As politicians stood up to speak on the nomination for Taoiseach in the Dáil chamber yesterday afternoon, there was a glaring emptiness where the six Independent Alliance members should have been seated. Heads craned to the doors at back of the chamber while fingers bashed away on phones, clearly trying to get the latest update on the manic scramble happening just metres away.
The sticking point was bogs. It seemed that neither Fine Gael nor the Independent Alliance could find a way out of the mud, and instead were slinging it across the negotiation table at each other as the clock to a vote on Taoiseach ticked down.
From early morning, Independent TDs, legal advisers in tow, had been locked in talks behind the stone walls of Government Buildings. One Independent said there was “heated debate and extremely strong words exchanged” as both sides tried to gain and retain ground. Meanwhile, the expressions on faces in the Dáil chamber — including that of Taoiseach-in-waiting Enda Kenny — became ever more anxious.
It was looking like Michael Fitzmaurice could not make enough headway on turf- cutting, the Independent Alliance could not sign off when one of their group was unhappy, and the word “election” was being mentioned in hushed tones.
Journalists began to swarm outside the chamber in a bid to catch a passing TD and there were bonus points for anyone managing to nab an Independent-on-the-edge.
Eventually, the Independent Alliance appeared, but there were more mutterings and whispers in sleeves as both John Halligan — who had been teetering over the issue of cardiac care in the South East — and Michael Fitzmaurice, remained outside.
With just minutes to go before the vote, Mr Fitzmaurice took to the airwaves, speaking to his local Shannonside radio station — a clear sign of where his priorities lay with regards to Mr Kenny and his minority government.
In the end, Mr Fitzmaurice abstained, while the five other Independent Alliance members supported Mr Kenny.

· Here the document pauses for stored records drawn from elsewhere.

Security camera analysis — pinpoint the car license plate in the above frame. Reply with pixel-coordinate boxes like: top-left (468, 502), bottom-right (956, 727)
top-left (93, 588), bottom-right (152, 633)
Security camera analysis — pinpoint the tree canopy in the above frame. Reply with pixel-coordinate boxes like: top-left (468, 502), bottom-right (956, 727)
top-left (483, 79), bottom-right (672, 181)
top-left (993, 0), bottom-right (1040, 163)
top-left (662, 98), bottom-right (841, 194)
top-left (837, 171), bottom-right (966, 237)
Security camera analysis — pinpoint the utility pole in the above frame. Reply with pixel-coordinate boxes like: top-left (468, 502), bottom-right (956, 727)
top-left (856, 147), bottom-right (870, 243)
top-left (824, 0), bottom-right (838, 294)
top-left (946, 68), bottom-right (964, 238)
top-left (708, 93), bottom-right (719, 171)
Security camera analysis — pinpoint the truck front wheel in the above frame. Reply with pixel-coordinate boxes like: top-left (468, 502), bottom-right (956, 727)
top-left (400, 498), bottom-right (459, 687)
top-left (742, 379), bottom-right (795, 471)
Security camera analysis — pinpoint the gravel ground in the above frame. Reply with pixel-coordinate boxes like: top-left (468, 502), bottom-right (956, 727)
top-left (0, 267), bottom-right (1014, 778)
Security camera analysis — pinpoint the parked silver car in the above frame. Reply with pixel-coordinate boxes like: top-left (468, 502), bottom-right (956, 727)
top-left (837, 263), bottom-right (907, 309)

But the vote was not without a wobbler as rural Independent TD Noel Grealish, who only hours previously had been tipped for a junior ministry, abstained and put himself out of contention.
The Healy-Rae party was also at odds, with Michael abstaining and Danny voting against the nomination.
With the vote sealing Mr Kenny’s second term as Taoiseach, attention turned to ministerial jobs.
Mattie McGrath, who voted against Mr Kenny, still seemed delighted as he made his way into the chamber to hear news of the cabinet.
“Shane Ross is Minister for Transport. It’s great, we will have a Luas to Tipperary and everything,” he said.